The Two Percent Economy becomes the Three Percent Economy. Stagnation becomes acceleration. What Goldman Sachs recently told clients roughly reflects Wall Street's consensus view:

The U.S. economy is likely to grow about 3 percent next year, almost 1 percentage point above potential. We expect further acceleration in consumer spending, mainly because of the positive impact of the oil price plunge on real income. We also expect the housing recovery to strengthen as household formation starts to normalize... Above-trend GDP growth should translate into continued brisk labor market improvement. [Goldman Sachs]

So bullish, but not totally bonkers. But this is still a political problem for Republicans heading into the 2016 election cycle.

The party's messaging is built around blaming President Obama's progressive policies — the Affordable Care Act (aka ObamaCare), the Dodd-Frank overhaul of the financial regulatory system, energy regulation, tax hikes on the rich — for the weak economic recovery. Some Republicans have gone even further in the past six years, predicting just-around-the-corner catastrophe — soaring interest rates, rocketing prices, a collapsing dollar — due to "Obamanomics."

Such apocalyptic forecasts look silly in retrospect. The dollar is at a nine-year high, interest rates remain low, and inflation is still well below the Federal Reserve's 2 percent target. The only thing that has collapsed is the annual U.S budget deficit, from nearly 10 percent of GDP in 2009, to under 3 percent last year. One reason: Non-defense discretionary spending is headed toward its lowest levels in modern history.
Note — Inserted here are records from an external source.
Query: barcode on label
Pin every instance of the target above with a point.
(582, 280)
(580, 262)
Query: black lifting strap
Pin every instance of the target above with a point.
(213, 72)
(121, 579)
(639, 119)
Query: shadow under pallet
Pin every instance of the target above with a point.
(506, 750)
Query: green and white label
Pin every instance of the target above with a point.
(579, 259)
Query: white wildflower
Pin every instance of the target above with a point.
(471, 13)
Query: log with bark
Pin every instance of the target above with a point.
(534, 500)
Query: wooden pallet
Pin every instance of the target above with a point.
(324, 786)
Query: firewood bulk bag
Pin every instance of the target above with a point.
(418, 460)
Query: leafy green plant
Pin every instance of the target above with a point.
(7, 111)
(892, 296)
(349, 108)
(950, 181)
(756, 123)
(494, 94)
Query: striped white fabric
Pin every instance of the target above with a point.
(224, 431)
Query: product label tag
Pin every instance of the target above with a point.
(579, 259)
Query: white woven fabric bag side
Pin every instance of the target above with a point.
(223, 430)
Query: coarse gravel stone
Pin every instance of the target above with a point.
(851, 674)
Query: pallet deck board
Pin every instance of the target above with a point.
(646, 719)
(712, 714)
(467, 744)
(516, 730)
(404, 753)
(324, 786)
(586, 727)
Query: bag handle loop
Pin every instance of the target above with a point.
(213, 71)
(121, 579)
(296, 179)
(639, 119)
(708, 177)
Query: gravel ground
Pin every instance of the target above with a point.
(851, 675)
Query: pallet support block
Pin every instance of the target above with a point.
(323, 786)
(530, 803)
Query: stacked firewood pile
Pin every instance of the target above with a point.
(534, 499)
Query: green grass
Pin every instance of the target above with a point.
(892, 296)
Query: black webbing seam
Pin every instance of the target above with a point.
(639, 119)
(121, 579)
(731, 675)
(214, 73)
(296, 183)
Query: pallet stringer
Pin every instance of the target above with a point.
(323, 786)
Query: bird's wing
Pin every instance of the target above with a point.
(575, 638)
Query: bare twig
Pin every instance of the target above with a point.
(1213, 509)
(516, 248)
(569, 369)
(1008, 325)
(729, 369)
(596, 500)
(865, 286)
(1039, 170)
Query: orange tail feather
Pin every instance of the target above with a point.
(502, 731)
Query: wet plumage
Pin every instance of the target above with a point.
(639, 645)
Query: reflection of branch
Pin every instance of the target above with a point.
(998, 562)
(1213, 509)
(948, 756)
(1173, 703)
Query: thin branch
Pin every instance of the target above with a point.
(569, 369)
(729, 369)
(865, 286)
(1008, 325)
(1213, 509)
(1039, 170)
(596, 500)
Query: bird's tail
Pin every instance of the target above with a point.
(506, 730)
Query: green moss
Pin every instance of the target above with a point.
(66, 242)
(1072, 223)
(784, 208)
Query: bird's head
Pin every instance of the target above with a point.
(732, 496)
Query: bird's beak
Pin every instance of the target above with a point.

Republicans are on firmer ground with their more modest claim that Obama's agenda slowed the recovery. While economists continue to debate the exact impact of the 2009 stimulus, it is tough to find an economic theory supporting the 2013 tax increases on the wealthy as good for growth.

Meanwhile, research suggests new financial regulations are particularly onerous to community banks, which provide nearly half of the loans issued to small businesses. (Of course, Team Obama would counter that the GOP's push for spending cuts and the 2011 debt ceiling crisis did the economy no favors.)

But as campaign pros put it, if you're explaining, you're losing. Making the case that an improving economy would be improving even faster with smarter GOP policies isn't as politically compelling as simply pointing to an economy in flames and blaming the guy in the Oval Office. Also, a lot harder.

What's more, the GOP's recent aversion to the Federal Reserve makes it tough to offer up active monetary policy as an alternate theory — despite its explanatory power — for why the U.S. is doing far better than other advanced economies right now.

It's not just that Republicans need to offer a positive agenda; they also need one that goes beyond an obsession with deficits and debt and that tackles the everyday concerns of most Americans.

For instance: One big worry for many parents is that their kids will have less opportunity than they did. Upward mobility should be at the heart of a pro–middle class Republican platform. How interesting, then, to check out the mission statement of potential 2016-er Jeb Bush's just-announced Super PAC, Right to Rise. No mention of "taxes" or "debt" or "spending." Instead, it acknowledges the problem of rising income inequality — from 2010 through 2013, median incomes rose for only the wealthiest 10 percent of households, according to the Federal Reserve — and increasing barriers to climbing the opportunity ladder.

Who knows how all that translates into specific policy. But it is a good start. The U.S. economy has plenty of pressing problems, just often not the ones Republicans have been most worried about.